Orvieto is a justifiably lauded small city. It sits, or perches, to be more precise, on the crest of a cliff, holding court over the Umbrian countryside. It's big enough that novelty-seeking travelers will find plenty to occupy their week-long visit, but small enough that it can feel familiar, even home-like in a short time. It's a stone-throw from worthy trips like the dangling town of Civita Bagnoregio, the perennial fave Todi, the ceramics workhorse Deruta, and Lago Trasimeno for a change of pace.

Let the masses flock to nearby Tuscany. We can keep Umbria, and it's crown jewels, like Orvieto to ourselves.

Every time I visit Orvieto I wish we had more time. There's a fascinating tour of the underground city, an astonishing Etruscan well, museums, and the oft-photographed cathedral.
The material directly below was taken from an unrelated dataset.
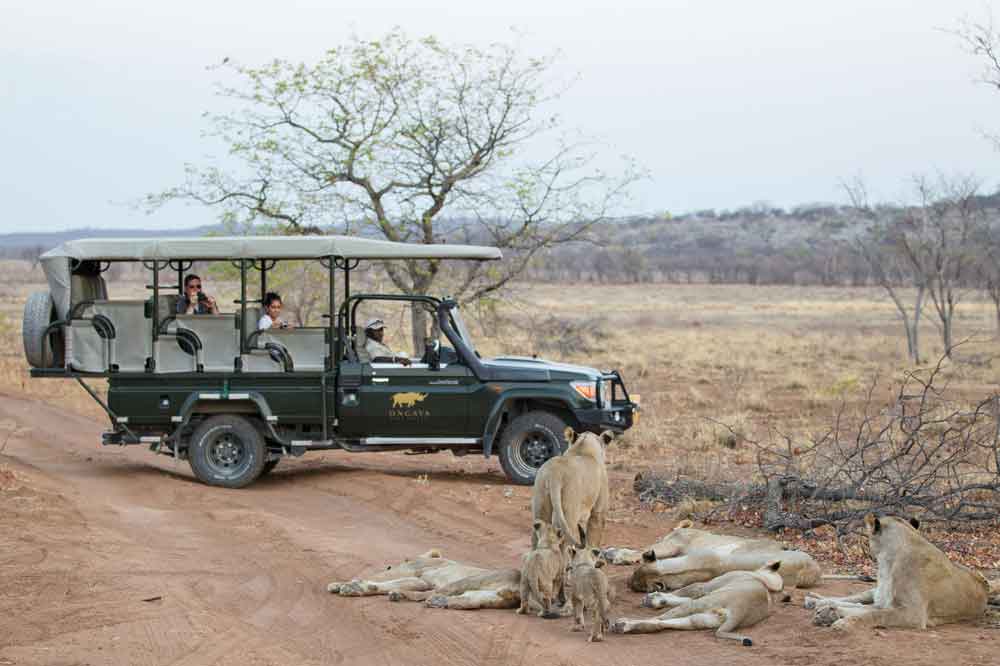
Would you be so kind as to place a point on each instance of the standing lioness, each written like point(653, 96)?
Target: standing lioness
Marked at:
point(918, 586)
point(571, 490)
So I hear. I end up eating a meal and wandering and calling it a day.

But the meal you see, it alone is worth the trip to Orvieto.

The restaurant I'm sending you to is Trattoria del Moro Aronne. You'll understand my insistence from the moment you walk in the door. It's humble, cozy, a little winding, and it smells fantastic. Everything we've ever gotten there has been a revelation. A revelation with excellent wine.

This is where we had our first taste of goose, in the form of marinated strips across a sort of fennel custard. And on this recent trip we had guanciale in a tomato sauce that was so deep, and so bright, and so layered, I actually felt like I had to ask the passing waitress what the heck is going on in there? She said just guanciale, tomatoes, sage, onions, and vinegar. I'd suspect her of lying but this is a restaurant that actually puts recipes for its most popular dishes on its website, so they don't seem the state-secret type. 

At Trattoria del Moro Arrone, we've stuck to old standards, we've risked new dishes, this last time I thought I ordered one thing and found I'd accidentally requested something I never would've gotten (pasta with roasted vegetables, which my eyes skated right by because boring, only—holy cow!) and everything has been exceptional.

There's a fun bookstore nearby and Pasqualetti, one of Umbria's best gelaterias, around the corner on the way to the cathedral. I'm telling you, there's lots to see and do in Orvieto, but really I'm just trusting other people's say-so on this one because I come for the meal.